'Ah!' He looked up, smiling broadly, and instandy picked up the refrain: ' "Pity me, pity me! They have segmented my day like the teeth of a comb!" '
'Ah, you know the play,' I began, but he was not to be interrupted.
' "When I was a boy my stomach was my clock, and it never steered me wrong; now even if the table overflows there's no eating till shadows are long. Rome is ruled by the sundial; Romans starve and thirst all the while!"
We shared a quiet laugh. 'Citizen,' I said, 'do you know this neighbourhood?'
'Of course. I've lived here for years.'
'Then I'm sure you can help me. Starving and thirsty I'm not, but there is another craving I long to satisfy. I'm a lover of birds.'
'Birds? None around here but the pigeons. Too stringy for my taste.' He smiled, showing a wide gap between his teeth.
'I was thinking of a more elegant fowl. At home in water, on the earth, or heaven-bound. A friend of a friend told me there were swans hereabout.'
He understood at once. 'The House of Swans, you mean.'
I nodded.
'Right down that street.' He pointed to the space between the wine shop and the red tenement.
'Might one of these other streets take me there as easily?'
'Not unless you want to walk twice as far as you need to. No, this street is the only practical way. It's a single long block with only a few dead-end streets branching off. And the walk will be worth your while,' he added with a wink.
'I certainly hope so. Come, Tiro.' We turned and walked towards the narrow street. I could see only a little way down its length. The buildings on either, side were high. Even in the bright morning light its. walls seemed to close around us, dank and musty, a dim crevice of mortar and brick.
The buildings along its length were mostly long tenements, many with only a single door and no windows at street level, so that we walked for long stretches with blank walls on either side.
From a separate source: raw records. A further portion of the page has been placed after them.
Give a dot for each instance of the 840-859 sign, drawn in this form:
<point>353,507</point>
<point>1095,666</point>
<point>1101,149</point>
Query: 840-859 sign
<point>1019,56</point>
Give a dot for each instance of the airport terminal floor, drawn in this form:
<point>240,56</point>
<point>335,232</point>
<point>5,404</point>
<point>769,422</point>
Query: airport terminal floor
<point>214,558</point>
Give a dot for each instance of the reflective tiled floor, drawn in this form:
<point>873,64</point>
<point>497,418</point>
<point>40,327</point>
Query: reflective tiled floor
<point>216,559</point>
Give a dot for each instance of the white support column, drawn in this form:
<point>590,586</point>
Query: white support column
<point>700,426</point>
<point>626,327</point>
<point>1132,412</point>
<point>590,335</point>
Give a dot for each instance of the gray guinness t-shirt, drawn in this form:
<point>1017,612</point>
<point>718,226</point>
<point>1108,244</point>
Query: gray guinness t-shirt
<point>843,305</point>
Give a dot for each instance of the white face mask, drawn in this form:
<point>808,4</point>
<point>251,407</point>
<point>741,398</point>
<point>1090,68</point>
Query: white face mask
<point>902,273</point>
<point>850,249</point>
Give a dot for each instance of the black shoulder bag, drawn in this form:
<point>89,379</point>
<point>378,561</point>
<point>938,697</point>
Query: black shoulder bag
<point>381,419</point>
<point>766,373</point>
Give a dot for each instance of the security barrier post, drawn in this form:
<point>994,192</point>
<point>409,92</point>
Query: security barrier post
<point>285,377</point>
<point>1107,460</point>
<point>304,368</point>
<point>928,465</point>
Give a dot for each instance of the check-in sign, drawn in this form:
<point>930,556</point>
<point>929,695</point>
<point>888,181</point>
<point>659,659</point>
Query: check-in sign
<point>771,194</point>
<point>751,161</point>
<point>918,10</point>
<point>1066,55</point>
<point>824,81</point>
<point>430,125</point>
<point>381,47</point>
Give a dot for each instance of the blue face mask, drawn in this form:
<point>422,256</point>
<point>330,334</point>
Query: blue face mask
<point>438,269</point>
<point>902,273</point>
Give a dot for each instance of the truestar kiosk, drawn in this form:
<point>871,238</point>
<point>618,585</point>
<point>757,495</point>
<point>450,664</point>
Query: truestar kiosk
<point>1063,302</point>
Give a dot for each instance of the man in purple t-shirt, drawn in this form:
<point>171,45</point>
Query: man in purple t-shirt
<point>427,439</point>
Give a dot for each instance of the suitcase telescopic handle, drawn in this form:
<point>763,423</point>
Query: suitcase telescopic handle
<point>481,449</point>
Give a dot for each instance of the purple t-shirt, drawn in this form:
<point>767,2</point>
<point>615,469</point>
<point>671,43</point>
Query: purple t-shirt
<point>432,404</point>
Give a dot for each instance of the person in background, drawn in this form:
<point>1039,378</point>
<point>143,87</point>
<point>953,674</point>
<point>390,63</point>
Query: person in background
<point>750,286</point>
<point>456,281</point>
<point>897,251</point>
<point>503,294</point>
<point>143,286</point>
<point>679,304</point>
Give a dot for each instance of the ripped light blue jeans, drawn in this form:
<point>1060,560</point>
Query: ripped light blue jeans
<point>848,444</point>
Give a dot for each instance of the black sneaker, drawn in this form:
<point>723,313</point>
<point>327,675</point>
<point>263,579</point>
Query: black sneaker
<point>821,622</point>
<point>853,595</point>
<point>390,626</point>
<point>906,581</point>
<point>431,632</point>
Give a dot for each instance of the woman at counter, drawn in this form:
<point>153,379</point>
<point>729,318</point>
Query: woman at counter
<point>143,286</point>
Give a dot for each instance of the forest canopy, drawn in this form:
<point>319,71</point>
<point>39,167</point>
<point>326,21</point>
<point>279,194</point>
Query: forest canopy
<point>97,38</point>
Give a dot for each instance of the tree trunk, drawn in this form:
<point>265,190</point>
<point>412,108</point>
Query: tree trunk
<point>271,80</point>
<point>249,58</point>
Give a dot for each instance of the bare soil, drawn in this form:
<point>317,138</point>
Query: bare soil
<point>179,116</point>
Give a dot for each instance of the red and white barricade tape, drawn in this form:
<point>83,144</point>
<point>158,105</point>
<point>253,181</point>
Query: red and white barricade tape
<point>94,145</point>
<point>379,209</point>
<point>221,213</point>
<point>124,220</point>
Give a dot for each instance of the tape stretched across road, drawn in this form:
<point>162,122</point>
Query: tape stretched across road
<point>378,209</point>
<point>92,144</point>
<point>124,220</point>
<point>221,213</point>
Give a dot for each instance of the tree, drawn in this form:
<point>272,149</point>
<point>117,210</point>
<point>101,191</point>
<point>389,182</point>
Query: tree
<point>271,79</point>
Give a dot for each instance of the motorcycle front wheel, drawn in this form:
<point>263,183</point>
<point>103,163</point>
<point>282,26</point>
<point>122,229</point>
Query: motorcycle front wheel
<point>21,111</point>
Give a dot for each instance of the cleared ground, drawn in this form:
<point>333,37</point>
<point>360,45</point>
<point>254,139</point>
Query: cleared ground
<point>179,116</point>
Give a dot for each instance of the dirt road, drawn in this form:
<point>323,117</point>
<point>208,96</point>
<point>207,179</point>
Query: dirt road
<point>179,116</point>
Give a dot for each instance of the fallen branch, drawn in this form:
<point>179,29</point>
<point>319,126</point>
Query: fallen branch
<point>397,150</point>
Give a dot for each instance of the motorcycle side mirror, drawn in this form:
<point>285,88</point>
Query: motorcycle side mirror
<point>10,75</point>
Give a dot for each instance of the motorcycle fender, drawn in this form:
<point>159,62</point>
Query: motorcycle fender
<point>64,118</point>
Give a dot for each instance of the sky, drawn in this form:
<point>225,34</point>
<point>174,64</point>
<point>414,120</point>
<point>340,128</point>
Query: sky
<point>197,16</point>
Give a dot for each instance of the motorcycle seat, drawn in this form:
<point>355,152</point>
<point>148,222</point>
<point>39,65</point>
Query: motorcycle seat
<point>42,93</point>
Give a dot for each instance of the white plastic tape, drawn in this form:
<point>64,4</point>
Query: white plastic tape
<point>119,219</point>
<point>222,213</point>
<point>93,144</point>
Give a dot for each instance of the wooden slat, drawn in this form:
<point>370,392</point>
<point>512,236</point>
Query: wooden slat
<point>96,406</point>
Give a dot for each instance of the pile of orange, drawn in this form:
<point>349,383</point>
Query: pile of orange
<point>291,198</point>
Upper storeys overhung the lower; they would provide shelter when it rained, but they would also create deep pockets of shadow at night. All along the way, every fifty paces or so, brackets were mounted in the walls, filled with the still-smouldering stumps of last night's torches. Under each torch a small stone was set into the wall; each stone was engraved with the profile of a swan, the crude sort of work done by cheap artisans. The tiles were advertisements. The torches were there to guide the night-time clientele to the House of Swans.
'It should be soon,' Tiro said, looking up from the tablet.
'We've passed a side street to our left already, and now another to our right. According to Rufus's directions, Sextus Roscius found a large bloodstain in the middle of the street. But you don't think it could still be there, after all this time—'
Tiro's words never quite became a question. Instead his voice dropped on the final word as he looked down between his feet and came to a sudden stop. 'Here,' he whispered, and swallowed loudly.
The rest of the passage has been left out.